Now Nardelli's gritty determination is paying off. In the third quarter, sales jumped 13.1%, to $18.8 billion. Home Depot has raised 2004 profit growth goals to 19% to 20%, from 10% to 14% at the start of the year. "Facts are friendly," says Nardelli. Although the company must still fend off inroads from archrival Lowe's, for now Nardelli has Home Depot humming like a powerful profit generator. On Nov. 15, the troubles of the U.S. pension system doubled. That's when the Pension Benefit Guaranty Corp., a government-backed insurer of private pension plans, announced that its deficit had jumped from $11.2 billion last year to $23.3 billion, due largely to trouble at airline pension plans. Several lawmakers quickly called for a legislative fix in 2005. Among the reforms that experts are hoping to see: new tax rules that allow companies to contribute more in good times without penalty, more transparent and accurate reporting, penalties for plans that are underfunded, and more conservative investing by fund managers. PBGC Executive Director Bradley Belt last month warned that taxpayers could face a bailout of the pension system akin to the savings and loan rescue of the late 1980s. Since navigating its turbulent initial public offering in August, Google's (GOOG
) stock has seemingly defied gravity. So far, the release of millions of shares to public markets has made only minor dents in Google's stock price. On Nov. 16, the lockups expired on 39 million shares held by Google employees and investors -- a deadline that some analysts feared would hammer shares in the search giant. But Google's stock sank a mild 6%, to $173 -- still 104% above its IPO price of $85. Even so, the danger to this buoyant stock isn't over yet: In February, employees and investors will be free to trade an additional 177 million shares now locked up. The bad news doesn't stop at Fannie Mae (FNM
). On Nov. 15, Fannie said it may have to report a $9 billion loss if required to restate results back to 2001. In September, the Office of Federal Housing Enterprise Oversight concluded that the housing finance giant failed to account properly for derivatives used to hedge interest-rate risk. The regulator argued that Fannie must deduct any losses in the value of those derivatives from its earnings. If the Securities & Exchange Commission requires a restatement, Fannie's capital would decline by $9 billion, forcing it to issue stock, sell mortgages from its portfolio, or pare debt. Fannie also missed a deadline for filing third-quarter results because its auditor, KPMG, can't complete its review until the SEC finishes its investigation. SBC Communications (SBC
) moved closer toward launching TV service on Nov. 17 by agreeing to pay $400 million to Microsoft (MSFT
) over 10 years for technology to deliver video over broadband pipes. The deal should help SBC battle cable operators muscling in on its telephone turf. It's also a win for Microsoft's TV biz.
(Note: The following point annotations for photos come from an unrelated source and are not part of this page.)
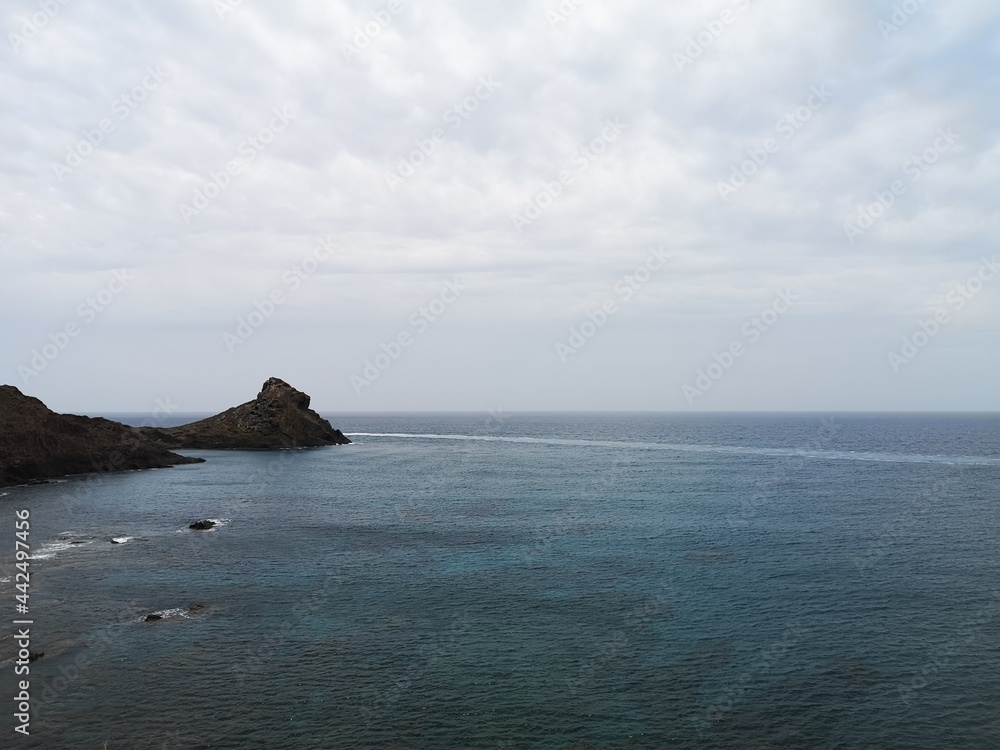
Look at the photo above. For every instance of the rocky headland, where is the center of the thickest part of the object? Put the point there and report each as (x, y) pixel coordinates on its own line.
(279, 418)
(37, 444)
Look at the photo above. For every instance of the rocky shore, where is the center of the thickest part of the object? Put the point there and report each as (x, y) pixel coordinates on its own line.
(37, 444)
(279, 418)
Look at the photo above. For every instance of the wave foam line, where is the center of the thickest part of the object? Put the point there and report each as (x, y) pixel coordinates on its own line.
(905, 458)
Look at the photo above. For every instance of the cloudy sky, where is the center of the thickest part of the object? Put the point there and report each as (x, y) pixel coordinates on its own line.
(721, 205)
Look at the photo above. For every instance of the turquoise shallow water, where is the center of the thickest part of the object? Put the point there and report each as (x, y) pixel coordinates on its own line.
(540, 581)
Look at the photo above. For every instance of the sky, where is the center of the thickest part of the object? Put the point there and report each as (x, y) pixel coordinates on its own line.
(758, 205)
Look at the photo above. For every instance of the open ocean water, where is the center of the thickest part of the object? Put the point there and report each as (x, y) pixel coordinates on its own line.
(528, 581)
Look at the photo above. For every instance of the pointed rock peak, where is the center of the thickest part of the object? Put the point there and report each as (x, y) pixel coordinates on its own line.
(274, 383)
(277, 389)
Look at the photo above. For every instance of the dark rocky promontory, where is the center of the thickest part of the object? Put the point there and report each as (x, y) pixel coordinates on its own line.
(279, 418)
(38, 444)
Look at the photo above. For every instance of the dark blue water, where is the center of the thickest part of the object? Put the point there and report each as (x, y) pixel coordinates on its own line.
(530, 581)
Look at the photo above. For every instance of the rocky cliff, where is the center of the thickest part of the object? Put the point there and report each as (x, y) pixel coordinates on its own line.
(278, 418)
(36, 443)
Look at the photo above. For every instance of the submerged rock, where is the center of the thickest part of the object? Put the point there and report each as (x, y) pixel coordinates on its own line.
(37, 444)
(279, 418)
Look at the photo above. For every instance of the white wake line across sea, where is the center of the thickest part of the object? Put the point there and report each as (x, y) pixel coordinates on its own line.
(901, 458)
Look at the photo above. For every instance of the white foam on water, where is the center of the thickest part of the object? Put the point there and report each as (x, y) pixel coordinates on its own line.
(48, 550)
(904, 458)
(167, 614)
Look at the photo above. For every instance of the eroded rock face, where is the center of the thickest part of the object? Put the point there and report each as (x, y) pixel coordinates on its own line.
(38, 444)
(278, 418)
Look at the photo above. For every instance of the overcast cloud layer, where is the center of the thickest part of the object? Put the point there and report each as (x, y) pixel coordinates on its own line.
(517, 205)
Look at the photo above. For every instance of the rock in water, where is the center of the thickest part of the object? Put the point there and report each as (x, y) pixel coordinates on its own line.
(36, 443)
(278, 418)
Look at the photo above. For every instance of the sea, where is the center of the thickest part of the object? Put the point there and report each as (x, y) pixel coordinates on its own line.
(544, 581)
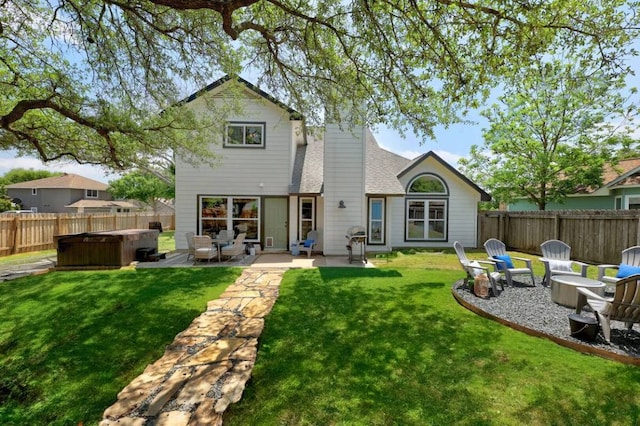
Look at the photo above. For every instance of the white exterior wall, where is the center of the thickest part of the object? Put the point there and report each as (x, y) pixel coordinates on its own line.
(344, 166)
(462, 209)
(240, 171)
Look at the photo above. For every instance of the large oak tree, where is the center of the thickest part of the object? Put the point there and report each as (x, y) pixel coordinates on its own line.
(87, 80)
(551, 133)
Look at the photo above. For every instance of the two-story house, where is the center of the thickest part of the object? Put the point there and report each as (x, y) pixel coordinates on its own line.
(276, 182)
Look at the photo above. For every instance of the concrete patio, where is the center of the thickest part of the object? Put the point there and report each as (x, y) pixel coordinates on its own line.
(178, 259)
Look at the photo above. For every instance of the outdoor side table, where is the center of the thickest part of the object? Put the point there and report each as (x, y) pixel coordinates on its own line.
(564, 289)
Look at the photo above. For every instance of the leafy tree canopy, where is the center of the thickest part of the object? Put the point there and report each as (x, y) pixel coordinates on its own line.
(552, 133)
(141, 186)
(86, 80)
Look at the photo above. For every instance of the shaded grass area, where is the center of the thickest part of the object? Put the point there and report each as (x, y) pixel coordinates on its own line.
(70, 341)
(392, 347)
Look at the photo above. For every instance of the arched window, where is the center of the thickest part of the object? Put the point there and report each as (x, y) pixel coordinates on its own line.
(426, 209)
(427, 184)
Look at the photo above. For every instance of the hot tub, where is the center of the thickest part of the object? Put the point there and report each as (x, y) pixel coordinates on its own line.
(103, 249)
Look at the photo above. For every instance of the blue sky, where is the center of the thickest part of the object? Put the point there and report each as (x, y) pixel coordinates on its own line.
(450, 144)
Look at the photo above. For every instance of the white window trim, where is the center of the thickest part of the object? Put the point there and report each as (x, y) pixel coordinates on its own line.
(229, 208)
(244, 125)
(427, 201)
(615, 202)
(382, 220)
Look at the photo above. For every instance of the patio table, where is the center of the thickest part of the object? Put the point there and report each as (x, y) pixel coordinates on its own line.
(564, 288)
(219, 242)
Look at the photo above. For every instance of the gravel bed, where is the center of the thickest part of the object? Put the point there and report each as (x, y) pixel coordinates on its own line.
(531, 307)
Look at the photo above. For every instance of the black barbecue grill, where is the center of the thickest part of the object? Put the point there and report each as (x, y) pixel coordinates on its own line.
(356, 236)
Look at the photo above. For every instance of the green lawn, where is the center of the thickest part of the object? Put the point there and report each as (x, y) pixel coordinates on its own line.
(390, 346)
(70, 341)
(343, 346)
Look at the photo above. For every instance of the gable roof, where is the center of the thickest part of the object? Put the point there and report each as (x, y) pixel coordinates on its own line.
(626, 172)
(308, 165)
(382, 168)
(293, 114)
(483, 195)
(64, 181)
(102, 204)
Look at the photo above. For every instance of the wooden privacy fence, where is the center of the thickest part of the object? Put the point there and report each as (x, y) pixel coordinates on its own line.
(595, 236)
(20, 233)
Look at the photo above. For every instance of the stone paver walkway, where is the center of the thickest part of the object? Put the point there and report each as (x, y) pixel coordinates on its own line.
(207, 366)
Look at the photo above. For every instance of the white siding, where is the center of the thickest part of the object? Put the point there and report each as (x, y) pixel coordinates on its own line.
(344, 165)
(462, 211)
(240, 171)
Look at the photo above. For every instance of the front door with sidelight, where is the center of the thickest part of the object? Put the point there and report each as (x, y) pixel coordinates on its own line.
(275, 223)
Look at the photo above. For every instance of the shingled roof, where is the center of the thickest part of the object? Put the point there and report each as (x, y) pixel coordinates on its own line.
(626, 172)
(382, 167)
(64, 181)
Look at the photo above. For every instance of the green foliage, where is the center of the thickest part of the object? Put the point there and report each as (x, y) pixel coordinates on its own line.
(141, 186)
(88, 80)
(70, 341)
(551, 135)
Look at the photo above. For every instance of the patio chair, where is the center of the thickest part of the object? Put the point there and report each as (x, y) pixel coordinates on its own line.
(308, 244)
(475, 268)
(623, 306)
(192, 249)
(497, 252)
(225, 235)
(235, 249)
(204, 248)
(556, 257)
(629, 265)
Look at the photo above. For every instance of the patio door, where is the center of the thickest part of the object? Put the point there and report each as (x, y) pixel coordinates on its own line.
(275, 223)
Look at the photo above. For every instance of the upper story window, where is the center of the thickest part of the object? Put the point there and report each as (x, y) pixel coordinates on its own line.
(244, 135)
(427, 184)
(426, 209)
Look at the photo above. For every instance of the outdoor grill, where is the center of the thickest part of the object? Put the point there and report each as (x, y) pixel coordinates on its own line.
(356, 236)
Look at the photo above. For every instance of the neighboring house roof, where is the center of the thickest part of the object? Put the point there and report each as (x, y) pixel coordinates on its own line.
(293, 114)
(95, 204)
(625, 173)
(64, 181)
(483, 195)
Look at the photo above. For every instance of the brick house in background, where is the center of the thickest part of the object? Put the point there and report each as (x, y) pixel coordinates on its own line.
(66, 193)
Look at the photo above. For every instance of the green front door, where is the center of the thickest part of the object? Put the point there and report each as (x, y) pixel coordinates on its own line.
(275, 223)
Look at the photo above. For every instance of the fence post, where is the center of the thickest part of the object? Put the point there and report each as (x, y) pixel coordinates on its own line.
(14, 243)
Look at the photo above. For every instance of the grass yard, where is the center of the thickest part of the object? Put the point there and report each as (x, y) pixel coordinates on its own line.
(342, 346)
(70, 341)
(390, 346)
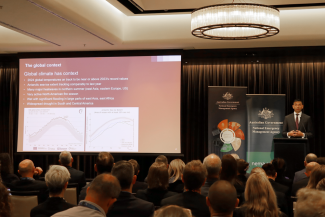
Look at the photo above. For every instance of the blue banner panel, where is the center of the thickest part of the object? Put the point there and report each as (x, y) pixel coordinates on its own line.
(227, 121)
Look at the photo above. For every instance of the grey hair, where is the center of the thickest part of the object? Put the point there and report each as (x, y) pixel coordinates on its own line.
(310, 203)
(212, 162)
(65, 158)
(56, 177)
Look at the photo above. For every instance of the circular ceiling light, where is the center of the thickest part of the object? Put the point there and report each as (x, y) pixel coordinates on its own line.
(235, 21)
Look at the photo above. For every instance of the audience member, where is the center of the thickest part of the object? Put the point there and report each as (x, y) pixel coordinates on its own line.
(175, 171)
(157, 185)
(137, 185)
(173, 211)
(57, 179)
(7, 175)
(260, 198)
(77, 176)
(317, 174)
(101, 194)
(222, 199)
(27, 170)
(321, 185)
(280, 168)
(104, 164)
(301, 174)
(321, 160)
(310, 203)
(303, 182)
(229, 169)
(127, 204)
(212, 164)
(194, 177)
(5, 206)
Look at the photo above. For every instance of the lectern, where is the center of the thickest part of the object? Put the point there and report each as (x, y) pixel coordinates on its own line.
(293, 151)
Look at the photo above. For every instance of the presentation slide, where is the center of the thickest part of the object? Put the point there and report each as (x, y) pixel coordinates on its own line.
(114, 104)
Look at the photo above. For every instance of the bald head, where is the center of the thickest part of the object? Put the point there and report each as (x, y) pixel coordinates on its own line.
(212, 162)
(222, 197)
(26, 167)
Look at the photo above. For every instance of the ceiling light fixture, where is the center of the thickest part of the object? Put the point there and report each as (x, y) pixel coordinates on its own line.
(235, 21)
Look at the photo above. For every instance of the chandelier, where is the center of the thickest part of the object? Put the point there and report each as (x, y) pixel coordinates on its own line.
(235, 21)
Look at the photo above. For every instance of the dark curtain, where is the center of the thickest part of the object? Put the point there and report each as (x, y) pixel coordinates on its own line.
(301, 77)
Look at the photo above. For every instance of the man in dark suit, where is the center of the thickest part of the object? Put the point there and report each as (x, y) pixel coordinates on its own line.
(77, 176)
(212, 163)
(104, 164)
(137, 185)
(126, 203)
(57, 179)
(303, 182)
(297, 124)
(27, 183)
(194, 177)
(299, 175)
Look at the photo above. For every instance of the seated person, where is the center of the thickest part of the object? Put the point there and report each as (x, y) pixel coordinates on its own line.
(137, 185)
(57, 179)
(157, 185)
(101, 194)
(222, 199)
(104, 164)
(77, 176)
(126, 203)
(194, 177)
(27, 169)
(175, 171)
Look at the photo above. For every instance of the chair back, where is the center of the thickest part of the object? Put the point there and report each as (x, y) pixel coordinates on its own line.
(23, 202)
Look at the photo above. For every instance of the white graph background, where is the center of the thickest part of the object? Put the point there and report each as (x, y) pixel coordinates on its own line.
(54, 129)
(113, 129)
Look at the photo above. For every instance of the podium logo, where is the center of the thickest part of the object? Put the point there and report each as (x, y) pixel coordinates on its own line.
(227, 96)
(265, 114)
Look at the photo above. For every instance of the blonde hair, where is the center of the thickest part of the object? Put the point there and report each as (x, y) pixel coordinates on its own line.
(176, 168)
(260, 197)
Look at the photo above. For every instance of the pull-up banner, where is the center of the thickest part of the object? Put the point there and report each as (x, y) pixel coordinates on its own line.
(227, 121)
(265, 115)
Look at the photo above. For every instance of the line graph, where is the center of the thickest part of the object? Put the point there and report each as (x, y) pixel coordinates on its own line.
(113, 129)
(54, 129)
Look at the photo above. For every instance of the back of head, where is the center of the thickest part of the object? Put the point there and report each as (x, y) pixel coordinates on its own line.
(5, 206)
(310, 203)
(65, 158)
(269, 169)
(56, 178)
(158, 176)
(135, 165)
(229, 168)
(242, 166)
(194, 175)
(280, 166)
(317, 174)
(212, 163)
(6, 165)
(162, 158)
(175, 169)
(104, 162)
(172, 211)
(222, 197)
(26, 167)
(104, 186)
(310, 158)
(260, 197)
(321, 160)
(124, 172)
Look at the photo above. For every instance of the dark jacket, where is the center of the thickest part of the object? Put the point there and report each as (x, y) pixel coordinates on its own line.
(128, 205)
(51, 206)
(189, 200)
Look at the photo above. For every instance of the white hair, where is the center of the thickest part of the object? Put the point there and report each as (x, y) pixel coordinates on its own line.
(56, 178)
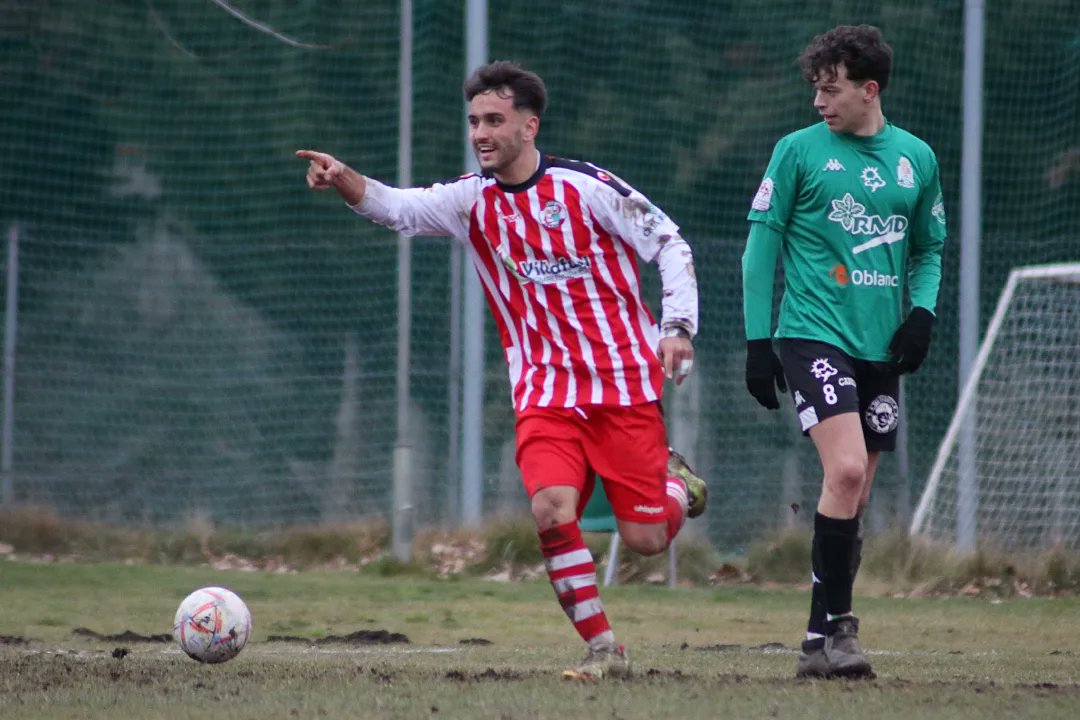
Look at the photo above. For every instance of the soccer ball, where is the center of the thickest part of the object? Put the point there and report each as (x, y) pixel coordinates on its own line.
(212, 625)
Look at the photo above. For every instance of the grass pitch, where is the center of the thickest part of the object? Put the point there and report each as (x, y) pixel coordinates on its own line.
(481, 649)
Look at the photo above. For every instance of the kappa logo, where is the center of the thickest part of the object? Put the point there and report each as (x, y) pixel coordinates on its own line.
(872, 178)
(905, 174)
(939, 209)
(763, 201)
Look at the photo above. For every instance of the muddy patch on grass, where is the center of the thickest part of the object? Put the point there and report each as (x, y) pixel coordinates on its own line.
(126, 636)
(360, 638)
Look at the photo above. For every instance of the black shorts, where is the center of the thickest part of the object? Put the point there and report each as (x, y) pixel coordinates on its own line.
(825, 381)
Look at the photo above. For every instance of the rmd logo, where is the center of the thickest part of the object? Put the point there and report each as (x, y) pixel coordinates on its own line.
(840, 275)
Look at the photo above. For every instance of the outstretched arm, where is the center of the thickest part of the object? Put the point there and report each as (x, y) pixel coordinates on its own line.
(325, 172)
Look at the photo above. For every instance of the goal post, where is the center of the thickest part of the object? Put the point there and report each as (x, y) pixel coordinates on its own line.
(1008, 470)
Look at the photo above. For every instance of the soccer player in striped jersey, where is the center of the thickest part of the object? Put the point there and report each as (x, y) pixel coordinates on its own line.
(556, 244)
(853, 206)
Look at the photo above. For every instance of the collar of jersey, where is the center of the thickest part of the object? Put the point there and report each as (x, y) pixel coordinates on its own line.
(522, 187)
(874, 140)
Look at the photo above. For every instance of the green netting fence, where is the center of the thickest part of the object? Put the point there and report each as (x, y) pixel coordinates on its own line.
(201, 336)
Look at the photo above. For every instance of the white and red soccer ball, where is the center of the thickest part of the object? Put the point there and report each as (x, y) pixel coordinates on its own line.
(212, 625)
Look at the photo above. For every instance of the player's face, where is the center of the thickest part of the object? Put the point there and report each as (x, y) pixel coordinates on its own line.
(845, 106)
(500, 135)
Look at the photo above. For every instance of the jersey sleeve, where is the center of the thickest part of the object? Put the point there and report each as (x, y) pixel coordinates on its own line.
(441, 209)
(759, 266)
(927, 240)
(631, 216)
(774, 200)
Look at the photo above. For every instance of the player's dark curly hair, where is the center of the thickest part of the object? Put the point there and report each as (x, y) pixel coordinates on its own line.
(525, 86)
(861, 48)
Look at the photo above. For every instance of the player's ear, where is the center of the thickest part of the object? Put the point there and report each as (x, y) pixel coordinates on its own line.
(871, 90)
(531, 127)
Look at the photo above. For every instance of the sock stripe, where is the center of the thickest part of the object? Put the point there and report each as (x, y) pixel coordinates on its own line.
(677, 490)
(565, 560)
(584, 610)
(574, 582)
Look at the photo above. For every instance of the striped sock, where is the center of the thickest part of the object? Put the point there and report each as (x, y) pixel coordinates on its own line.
(678, 503)
(572, 574)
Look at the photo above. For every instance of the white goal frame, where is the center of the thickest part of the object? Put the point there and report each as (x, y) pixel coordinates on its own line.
(969, 394)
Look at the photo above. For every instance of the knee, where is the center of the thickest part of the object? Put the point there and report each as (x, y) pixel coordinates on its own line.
(848, 477)
(550, 510)
(645, 539)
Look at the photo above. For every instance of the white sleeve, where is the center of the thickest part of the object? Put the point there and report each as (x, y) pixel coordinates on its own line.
(441, 209)
(656, 238)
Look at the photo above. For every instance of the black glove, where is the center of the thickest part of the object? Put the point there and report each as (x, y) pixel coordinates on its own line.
(763, 369)
(912, 341)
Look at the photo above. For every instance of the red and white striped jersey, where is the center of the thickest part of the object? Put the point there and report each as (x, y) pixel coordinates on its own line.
(557, 258)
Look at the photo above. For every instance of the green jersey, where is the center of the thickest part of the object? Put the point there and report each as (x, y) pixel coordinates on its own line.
(858, 220)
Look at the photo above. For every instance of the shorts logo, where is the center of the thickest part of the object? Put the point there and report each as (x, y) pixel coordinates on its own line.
(882, 415)
(905, 175)
(552, 215)
(822, 369)
(763, 201)
(808, 418)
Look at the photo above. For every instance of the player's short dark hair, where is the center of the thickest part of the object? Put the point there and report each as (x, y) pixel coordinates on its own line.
(860, 48)
(525, 86)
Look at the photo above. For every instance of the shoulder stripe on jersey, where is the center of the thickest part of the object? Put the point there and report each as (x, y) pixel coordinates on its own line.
(459, 177)
(591, 171)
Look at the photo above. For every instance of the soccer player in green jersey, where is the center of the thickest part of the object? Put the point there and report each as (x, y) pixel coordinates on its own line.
(853, 207)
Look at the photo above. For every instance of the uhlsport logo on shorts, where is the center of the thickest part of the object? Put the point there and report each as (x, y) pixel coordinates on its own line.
(882, 415)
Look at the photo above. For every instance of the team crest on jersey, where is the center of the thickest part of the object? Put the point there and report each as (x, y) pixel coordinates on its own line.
(763, 201)
(552, 215)
(882, 416)
(872, 178)
(905, 174)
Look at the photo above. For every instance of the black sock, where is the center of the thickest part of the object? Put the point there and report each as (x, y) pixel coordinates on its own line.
(817, 623)
(837, 542)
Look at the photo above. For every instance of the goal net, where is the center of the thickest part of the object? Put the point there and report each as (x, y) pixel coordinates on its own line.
(1008, 471)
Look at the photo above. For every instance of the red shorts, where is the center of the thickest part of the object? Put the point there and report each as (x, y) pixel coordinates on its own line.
(625, 446)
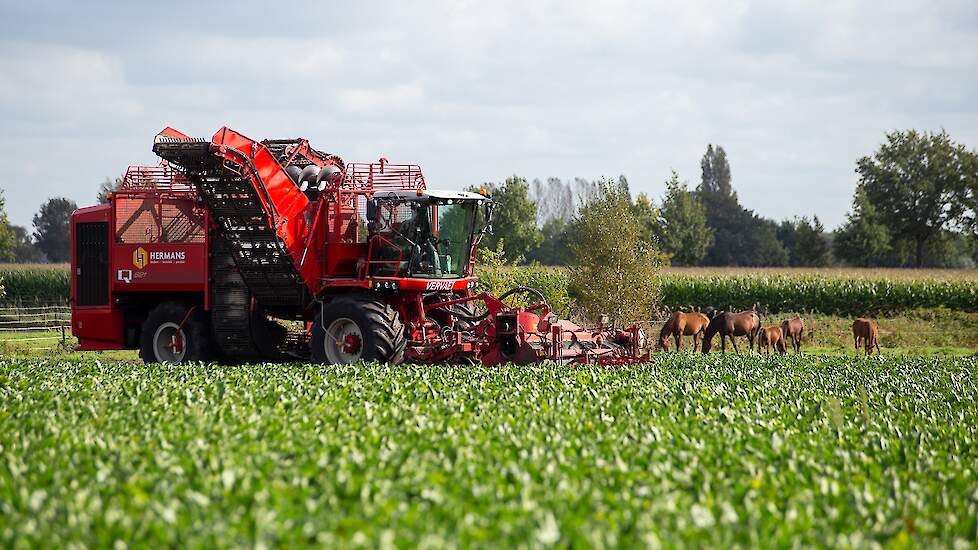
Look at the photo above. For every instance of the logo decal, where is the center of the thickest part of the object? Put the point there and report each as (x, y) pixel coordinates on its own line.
(440, 285)
(140, 258)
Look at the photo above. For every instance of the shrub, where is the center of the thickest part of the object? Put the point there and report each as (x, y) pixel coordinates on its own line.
(616, 269)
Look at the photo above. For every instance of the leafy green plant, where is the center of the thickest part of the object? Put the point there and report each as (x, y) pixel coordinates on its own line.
(691, 451)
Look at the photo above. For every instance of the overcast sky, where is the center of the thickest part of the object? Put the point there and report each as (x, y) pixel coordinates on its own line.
(476, 91)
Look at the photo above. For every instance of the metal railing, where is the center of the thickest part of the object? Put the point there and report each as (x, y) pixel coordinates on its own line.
(35, 323)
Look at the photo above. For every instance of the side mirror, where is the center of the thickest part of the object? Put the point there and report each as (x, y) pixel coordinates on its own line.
(371, 210)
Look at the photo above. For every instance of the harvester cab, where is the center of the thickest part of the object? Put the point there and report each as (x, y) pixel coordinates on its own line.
(426, 233)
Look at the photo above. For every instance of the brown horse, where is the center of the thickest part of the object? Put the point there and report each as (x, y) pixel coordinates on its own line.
(683, 324)
(793, 329)
(745, 323)
(866, 330)
(770, 337)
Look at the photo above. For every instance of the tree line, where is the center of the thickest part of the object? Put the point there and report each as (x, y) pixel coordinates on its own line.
(914, 206)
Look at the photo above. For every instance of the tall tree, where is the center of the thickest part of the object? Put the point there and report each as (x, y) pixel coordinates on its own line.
(554, 249)
(740, 236)
(716, 172)
(811, 248)
(24, 249)
(863, 240)
(616, 270)
(647, 214)
(681, 227)
(514, 219)
(51, 228)
(919, 184)
(7, 241)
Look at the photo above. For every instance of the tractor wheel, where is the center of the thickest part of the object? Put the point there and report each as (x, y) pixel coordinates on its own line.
(352, 329)
(170, 335)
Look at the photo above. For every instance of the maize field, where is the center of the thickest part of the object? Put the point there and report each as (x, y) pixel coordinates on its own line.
(35, 285)
(692, 450)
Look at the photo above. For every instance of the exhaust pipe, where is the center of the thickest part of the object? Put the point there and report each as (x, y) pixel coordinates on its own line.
(326, 175)
(308, 175)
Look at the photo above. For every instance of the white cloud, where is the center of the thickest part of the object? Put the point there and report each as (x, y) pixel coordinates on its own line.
(795, 91)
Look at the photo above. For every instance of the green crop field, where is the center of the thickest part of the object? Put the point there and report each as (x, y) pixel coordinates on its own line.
(689, 450)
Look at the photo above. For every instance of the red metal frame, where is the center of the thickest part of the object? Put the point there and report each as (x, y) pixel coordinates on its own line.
(324, 238)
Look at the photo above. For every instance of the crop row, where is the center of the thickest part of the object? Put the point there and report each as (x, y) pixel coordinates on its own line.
(831, 295)
(691, 451)
(816, 293)
(35, 286)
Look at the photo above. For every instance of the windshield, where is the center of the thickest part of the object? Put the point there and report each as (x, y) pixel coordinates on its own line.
(427, 239)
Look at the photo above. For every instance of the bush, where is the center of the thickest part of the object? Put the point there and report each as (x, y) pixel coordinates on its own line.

The service, which will allow customers to choose from thousands of TV shows on demand, will launch by late 2005. SBC expects to make it available to 18 million households by the end of 2007. -- The founders of PBHG Funds agreed to pay $160 million to settle charges of improper trading.
-- Philips Electronics (PHG
) will write off $753 million for its health-care unit MedQuist.
-- Wal-Mart Stores' (WMT
) third-quarter net income rose 12.7% on a sales gain of 9.7%. Finally, some good news for Martha Stewart Living Omnimedia (MSO
): The $11 billion Kmart-Sears (S
) merger gives it a much bigger retail reach. The prospect of Sears customers snapping up Martha Stewart Everyday gear sent MSO shares up 6.3%, to $18.49.